Our findings spotlight the problem of expecting initiatives to reduce racial disparities when they are not explicitly designed to do so. PRTs need to overtly consider race during their development and adopt policies and practices that incorporate race.

Feedback from the sites also suggests that the current PRTs supplement and drive broad policy change. The PRTs engage stakeholders in meaningful collaboration and foster conversations about over-reliance on jail. And in Lucas and St. Louis counties the goals of the PRT are not limited to pretrial release; they also aim to move cases along by helping connect clients to attorneys and working out plea deals. These are valuable achievements that are not captured when we look exclusively at the number of releases.
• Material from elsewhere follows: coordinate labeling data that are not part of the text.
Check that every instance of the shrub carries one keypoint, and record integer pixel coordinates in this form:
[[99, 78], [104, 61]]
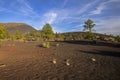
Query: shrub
[[46, 44]]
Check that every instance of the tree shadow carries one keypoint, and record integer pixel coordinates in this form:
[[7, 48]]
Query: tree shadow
[[98, 43], [102, 52]]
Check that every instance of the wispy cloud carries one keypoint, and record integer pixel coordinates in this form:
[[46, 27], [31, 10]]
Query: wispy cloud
[[103, 6], [64, 3], [110, 25], [26, 9], [86, 7]]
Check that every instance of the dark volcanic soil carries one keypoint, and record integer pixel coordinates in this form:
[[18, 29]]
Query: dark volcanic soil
[[29, 61]]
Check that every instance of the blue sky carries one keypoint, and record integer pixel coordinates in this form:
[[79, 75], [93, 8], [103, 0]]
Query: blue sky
[[63, 15]]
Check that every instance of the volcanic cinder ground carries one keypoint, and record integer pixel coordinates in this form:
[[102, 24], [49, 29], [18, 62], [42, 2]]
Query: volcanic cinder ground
[[30, 61]]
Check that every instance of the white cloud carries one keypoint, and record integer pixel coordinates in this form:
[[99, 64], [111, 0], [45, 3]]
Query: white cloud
[[110, 25], [103, 6], [86, 7], [50, 17], [64, 3]]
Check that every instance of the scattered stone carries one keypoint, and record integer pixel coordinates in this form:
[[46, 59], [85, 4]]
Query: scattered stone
[[54, 61], [93, 59], [2, 65]]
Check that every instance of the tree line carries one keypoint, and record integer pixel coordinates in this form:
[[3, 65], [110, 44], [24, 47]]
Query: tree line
[[47, 34]]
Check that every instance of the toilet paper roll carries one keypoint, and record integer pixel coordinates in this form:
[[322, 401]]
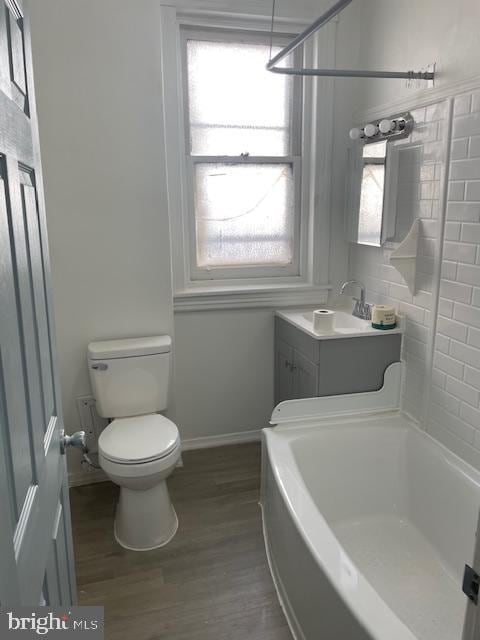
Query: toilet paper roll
[[323, 321], [384, 316]]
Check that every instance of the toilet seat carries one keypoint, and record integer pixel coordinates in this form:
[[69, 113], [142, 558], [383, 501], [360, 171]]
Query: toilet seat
[[138, 439]]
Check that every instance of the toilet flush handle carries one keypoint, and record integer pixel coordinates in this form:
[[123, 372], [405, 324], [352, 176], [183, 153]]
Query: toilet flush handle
[[77, 440]]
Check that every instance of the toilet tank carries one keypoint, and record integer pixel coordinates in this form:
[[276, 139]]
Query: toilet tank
[[130, 377]]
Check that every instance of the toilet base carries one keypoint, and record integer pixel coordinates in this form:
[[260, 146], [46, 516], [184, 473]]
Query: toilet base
[[145, 520]]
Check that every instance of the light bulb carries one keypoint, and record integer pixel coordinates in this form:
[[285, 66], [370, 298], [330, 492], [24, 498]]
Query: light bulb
[[371, 130], [386, 126], [355, 133]]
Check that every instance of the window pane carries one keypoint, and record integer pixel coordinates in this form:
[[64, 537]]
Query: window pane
[[371, 204], [244, 214], [235, 105]]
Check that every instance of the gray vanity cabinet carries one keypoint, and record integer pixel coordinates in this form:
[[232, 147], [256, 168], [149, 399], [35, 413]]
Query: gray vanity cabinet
[[306, 367], [295, 375]]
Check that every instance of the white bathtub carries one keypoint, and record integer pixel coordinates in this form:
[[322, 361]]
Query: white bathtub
[[368, 525]]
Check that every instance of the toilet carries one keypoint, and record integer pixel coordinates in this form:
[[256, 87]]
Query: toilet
[[139, 448]]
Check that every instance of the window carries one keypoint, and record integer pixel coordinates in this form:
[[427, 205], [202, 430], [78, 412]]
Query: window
[[372, 194], [243, 141]]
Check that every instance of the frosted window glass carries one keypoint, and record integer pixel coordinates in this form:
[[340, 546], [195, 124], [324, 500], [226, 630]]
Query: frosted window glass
[[371, 204], [235, 105], [244, 214], [375, 150]]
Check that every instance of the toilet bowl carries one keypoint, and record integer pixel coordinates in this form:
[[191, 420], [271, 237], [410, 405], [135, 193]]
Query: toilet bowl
[[139, 454], [140, 447]]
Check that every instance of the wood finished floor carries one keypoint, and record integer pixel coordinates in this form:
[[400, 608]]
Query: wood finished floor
[[210, 583]]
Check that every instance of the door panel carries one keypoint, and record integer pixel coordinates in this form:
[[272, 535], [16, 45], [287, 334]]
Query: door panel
[[35, 534]]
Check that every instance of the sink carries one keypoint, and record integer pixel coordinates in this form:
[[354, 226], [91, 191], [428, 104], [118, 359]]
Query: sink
[[345, 325]]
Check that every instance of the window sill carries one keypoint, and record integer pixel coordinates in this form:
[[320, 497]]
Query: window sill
[[249, 297]]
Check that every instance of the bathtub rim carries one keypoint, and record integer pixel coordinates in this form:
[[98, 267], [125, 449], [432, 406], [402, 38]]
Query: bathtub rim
[[364, 599]]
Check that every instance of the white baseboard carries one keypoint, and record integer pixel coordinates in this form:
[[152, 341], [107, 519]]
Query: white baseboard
[[208, 442], [80, 478]]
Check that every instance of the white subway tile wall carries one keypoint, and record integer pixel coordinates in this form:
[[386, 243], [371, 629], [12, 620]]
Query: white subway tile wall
[[458, 329], [421, 180]]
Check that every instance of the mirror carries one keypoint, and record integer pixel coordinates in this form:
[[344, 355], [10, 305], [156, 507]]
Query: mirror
[[384, 191], [372, 192], [366, 193]]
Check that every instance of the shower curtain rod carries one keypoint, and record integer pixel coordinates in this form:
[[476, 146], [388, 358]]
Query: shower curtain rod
[[345, 73]]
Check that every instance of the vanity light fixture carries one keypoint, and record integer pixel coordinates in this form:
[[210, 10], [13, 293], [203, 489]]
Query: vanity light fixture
[[399, 126], [344, 73]]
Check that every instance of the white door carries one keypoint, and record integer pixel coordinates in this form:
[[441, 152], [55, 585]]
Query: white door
[[36, 560]]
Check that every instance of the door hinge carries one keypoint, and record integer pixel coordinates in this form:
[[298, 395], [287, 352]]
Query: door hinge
[[471, 584]]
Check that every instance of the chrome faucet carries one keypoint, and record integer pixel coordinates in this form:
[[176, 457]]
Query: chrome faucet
[[361, 309]]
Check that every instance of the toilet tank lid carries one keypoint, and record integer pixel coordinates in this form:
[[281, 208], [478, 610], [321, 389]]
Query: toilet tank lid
[[130, 347]]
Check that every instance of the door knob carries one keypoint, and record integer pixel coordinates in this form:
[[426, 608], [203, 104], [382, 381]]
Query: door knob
[[77, 440]]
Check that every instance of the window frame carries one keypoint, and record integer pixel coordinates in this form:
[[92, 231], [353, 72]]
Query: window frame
[[318, 184], [255, 273]]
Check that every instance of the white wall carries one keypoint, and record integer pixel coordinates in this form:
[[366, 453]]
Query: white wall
[[420, 175], [97, 73], [454, 416], [224, 371], [443, 391], [405, 35], [224, 365], [98, 70]]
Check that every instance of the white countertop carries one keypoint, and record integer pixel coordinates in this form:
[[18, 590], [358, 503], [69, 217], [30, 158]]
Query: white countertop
[[345, 325]]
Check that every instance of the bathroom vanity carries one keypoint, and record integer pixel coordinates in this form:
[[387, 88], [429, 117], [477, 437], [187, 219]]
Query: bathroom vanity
[[351, 359]]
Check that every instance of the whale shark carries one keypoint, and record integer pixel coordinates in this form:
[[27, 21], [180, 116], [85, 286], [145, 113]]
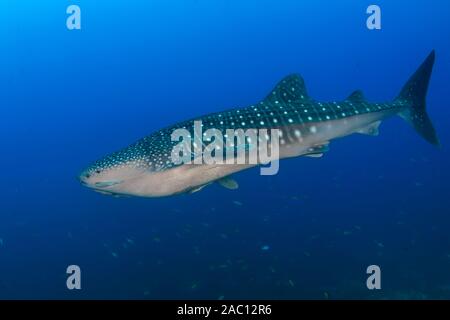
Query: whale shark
[[306, 128]]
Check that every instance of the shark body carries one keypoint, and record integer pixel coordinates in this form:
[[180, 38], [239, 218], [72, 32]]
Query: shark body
[[145, 168]]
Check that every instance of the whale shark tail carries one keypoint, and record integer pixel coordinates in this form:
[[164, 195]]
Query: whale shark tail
[[414, 94]]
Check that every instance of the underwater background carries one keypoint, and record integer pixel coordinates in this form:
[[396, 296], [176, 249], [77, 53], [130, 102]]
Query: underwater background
[[69, 97]]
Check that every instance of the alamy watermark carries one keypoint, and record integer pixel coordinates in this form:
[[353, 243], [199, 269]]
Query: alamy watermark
[[233, 147]]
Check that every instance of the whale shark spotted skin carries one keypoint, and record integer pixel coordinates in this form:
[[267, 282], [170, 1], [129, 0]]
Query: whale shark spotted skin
[[306, 126]]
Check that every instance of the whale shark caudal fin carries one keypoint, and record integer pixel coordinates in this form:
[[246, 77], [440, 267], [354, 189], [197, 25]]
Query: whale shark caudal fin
[[414, 95]]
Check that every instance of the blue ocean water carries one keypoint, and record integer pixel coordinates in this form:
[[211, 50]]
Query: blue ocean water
[[69, 97]]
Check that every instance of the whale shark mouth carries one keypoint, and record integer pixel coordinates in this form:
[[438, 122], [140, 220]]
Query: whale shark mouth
[[108, 183]]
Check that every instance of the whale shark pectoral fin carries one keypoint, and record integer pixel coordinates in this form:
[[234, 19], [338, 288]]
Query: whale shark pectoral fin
[[317, 151], [197, 189], [314, 155], [371, 129], [228, 183]]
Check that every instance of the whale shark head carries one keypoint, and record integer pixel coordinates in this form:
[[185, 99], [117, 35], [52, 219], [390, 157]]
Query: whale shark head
[[113, 173]]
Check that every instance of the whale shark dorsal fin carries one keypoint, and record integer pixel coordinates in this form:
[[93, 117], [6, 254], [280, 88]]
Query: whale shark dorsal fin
[[228, 183], [357, 96], [290, 89]]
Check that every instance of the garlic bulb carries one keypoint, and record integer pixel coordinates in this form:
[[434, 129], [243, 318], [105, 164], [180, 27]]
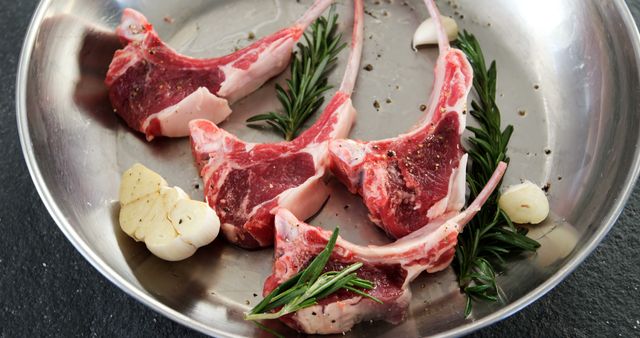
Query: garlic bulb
[[525, 203], [426, 34]]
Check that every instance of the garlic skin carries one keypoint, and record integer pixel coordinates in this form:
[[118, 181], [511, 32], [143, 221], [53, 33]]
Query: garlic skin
[[171, 224], [524, 203], [426, 34]]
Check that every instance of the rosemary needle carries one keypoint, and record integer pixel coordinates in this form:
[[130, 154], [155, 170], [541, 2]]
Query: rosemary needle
[[309, 285], [310, 68], [490, 236]]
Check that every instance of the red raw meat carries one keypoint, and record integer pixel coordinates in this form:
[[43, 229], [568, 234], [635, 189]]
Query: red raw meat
[[246, 182], [391, 267], [158, 91], [411, 179]]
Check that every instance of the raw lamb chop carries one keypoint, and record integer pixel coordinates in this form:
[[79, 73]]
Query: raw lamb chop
[[409, 180], [158, 91], [245, 182], [391, 267]]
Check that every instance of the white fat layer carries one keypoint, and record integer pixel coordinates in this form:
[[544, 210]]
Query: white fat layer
[[458, 185], [346, 117], [201, 104], [404, 251], [271, 61], [307, 198]]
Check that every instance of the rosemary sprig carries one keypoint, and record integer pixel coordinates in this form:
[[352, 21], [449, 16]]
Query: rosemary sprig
[[490, 237], [310, 68], [309, 285]]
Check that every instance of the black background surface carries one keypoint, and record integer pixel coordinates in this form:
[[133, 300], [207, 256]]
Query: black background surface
[[47, 288]]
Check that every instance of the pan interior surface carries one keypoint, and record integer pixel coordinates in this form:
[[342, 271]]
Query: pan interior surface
[[567, 72]]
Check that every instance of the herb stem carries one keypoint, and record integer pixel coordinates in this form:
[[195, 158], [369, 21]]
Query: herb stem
[[490, 237], [310, 67]]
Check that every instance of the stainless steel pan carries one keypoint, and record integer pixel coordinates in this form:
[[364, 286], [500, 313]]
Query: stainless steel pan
[[568, 77]]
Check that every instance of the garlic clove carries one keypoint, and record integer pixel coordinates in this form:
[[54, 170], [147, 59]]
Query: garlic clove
[[525, 203], [171, 224], [426, 34]]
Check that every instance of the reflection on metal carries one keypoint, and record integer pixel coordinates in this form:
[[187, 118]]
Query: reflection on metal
[[585, 69]]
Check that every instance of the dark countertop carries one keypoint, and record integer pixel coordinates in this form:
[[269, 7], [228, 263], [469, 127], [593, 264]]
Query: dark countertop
[[47, 288]]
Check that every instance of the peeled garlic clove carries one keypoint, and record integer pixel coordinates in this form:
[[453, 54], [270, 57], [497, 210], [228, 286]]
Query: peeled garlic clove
[[426, 34], [524, 203], [171, 224]]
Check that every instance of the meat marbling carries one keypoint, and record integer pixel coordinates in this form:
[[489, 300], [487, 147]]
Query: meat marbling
[[158, 91], [245, 182], [408, 180], [391, 267]]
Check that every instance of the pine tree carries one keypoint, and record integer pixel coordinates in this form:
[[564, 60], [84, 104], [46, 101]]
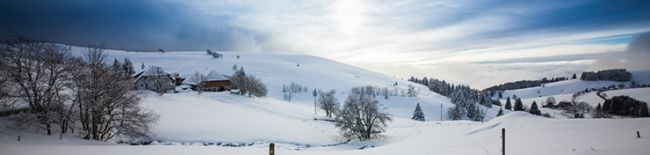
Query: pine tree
[[117, 65], [128, 67], [599, 112], [508, 104], [534, 109], [417, 114], [518, 105]]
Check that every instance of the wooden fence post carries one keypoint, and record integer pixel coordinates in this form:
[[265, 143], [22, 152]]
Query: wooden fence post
[[272, 149], [503, 141]]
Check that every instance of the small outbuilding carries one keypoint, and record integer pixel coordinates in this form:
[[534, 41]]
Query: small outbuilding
[[215, 81], [154, 78]]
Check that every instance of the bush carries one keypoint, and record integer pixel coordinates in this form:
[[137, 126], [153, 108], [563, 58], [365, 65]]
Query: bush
[[625, 106]]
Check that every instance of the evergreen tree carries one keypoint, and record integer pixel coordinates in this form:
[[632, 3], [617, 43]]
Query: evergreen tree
[[417, 114], [117, 65], [128, 67], [500, 112], [599, 112], [534, 109], [518, 105], [508, 104]]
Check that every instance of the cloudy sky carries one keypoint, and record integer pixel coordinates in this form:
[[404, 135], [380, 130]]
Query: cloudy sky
[[480, 43]]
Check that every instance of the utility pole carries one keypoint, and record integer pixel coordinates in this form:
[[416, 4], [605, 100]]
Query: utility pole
[[440, 112], [503, 141]]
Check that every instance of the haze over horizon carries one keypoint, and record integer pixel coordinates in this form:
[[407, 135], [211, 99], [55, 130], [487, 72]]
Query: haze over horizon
[[480, 43]]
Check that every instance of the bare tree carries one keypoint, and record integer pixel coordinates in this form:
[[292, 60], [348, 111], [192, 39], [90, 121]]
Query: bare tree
[[198, 78], [161, 80], [248, 84], [38, 69], [107, 106], [411, 92], [327, 102], [361, 117]]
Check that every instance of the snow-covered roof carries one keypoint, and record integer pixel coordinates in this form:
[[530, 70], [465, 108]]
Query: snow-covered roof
[[215, 76], [152, 70]]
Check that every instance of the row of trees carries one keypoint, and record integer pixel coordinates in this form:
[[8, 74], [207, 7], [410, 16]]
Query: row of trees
[[247, 84], [293, 88], [470, 103], [361, 117], [68, 93], [215, 55]]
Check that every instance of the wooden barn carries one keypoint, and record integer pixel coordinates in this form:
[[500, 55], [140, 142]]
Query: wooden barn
[[154, 78], [215, 81]]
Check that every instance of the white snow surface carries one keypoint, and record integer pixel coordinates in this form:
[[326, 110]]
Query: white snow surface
[[189, 120], [525, 134]]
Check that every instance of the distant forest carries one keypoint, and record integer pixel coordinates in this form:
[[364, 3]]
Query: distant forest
[[620, 75], [525, 84]]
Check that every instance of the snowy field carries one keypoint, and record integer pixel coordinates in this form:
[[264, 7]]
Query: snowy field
[[526, 134], [203, 124]]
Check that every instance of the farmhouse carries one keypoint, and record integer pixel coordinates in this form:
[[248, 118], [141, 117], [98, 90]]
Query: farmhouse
[[215, 81], [154, 78]]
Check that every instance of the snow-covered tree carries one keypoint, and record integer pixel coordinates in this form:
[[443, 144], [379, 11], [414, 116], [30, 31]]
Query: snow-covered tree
[[519, 106], [534, 109], [117, 65], [411, 92], [127, 66], [106, 105], [550, 102], [417, 114], [328, 102], [38, 72], [361, 117], [508, 105]]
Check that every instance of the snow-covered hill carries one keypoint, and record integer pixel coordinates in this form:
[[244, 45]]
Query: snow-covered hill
[[222, 117], [525, 134], [573, 86], [212, 122]]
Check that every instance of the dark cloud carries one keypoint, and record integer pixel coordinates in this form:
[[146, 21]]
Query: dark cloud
[[123, 24], [641, 44]]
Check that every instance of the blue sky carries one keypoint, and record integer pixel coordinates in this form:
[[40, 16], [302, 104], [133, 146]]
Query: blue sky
[[447, 39]]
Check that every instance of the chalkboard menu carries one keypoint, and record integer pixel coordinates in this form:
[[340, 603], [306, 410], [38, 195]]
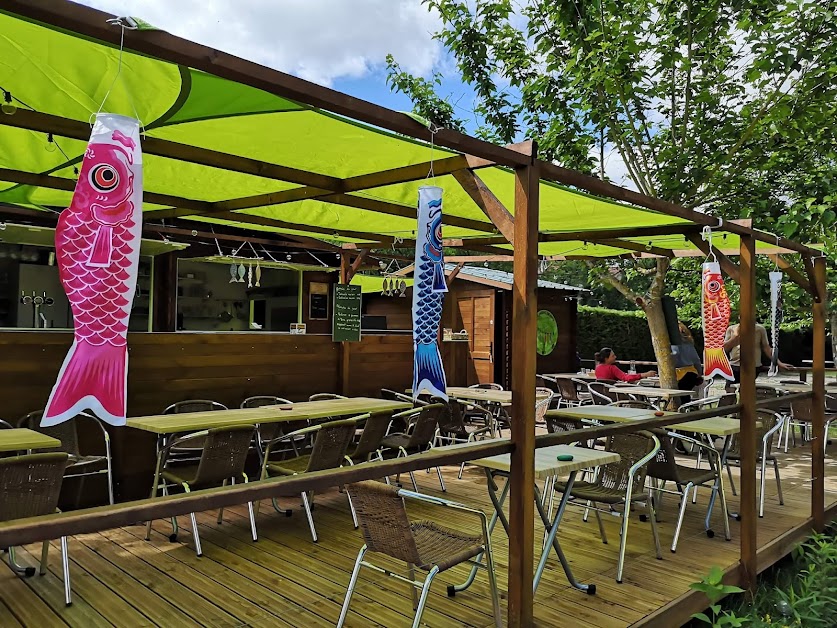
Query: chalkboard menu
[[346, 325]]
We recommend jurisdictions draw on PRTs as a foundation for collaboration, collective problem solving, and informed decision making. They can also use the data to explore avenues for innovation, as happened during COVID-19. In addition, we recommend that jurisdictions reconsider who is eligible for PRT review, including explicit consideration of race and potentially expanding eligible charges.

Understanding that all sites have limitations to capacity and resources, we believe that transparent and intentional selection criteria are crucial to establishing a fair process. To this end, we recommend sites seek to improve the transparency of PRTs. Systematizing the steps involved in selecting people for review can help to reduce the influence of bias or excessive subjectivity and improve fairness.

We recommend increasing the number of people reviewed for release. One mechanism to do this is expanded eligibility criteria. St. Louis and Pima Counties are already considering such changes by expanding to include more charges, like people held on a violent charge or a probation violation. We also recommend using the PRT process to drive policy change. If PRT members, for example, see that a specific charge often results in a release, they could recommend pretrial supervision for such a charge as a de facto policy. This would keep more people out of jail and reserve PRT resources for more complex cases. Ongoing data review can help inform such policymaking.

PRTs are a first step, but the data suggests the teams can go further. Sites should use the data to inform PRT changes and the potential is there for broader impact.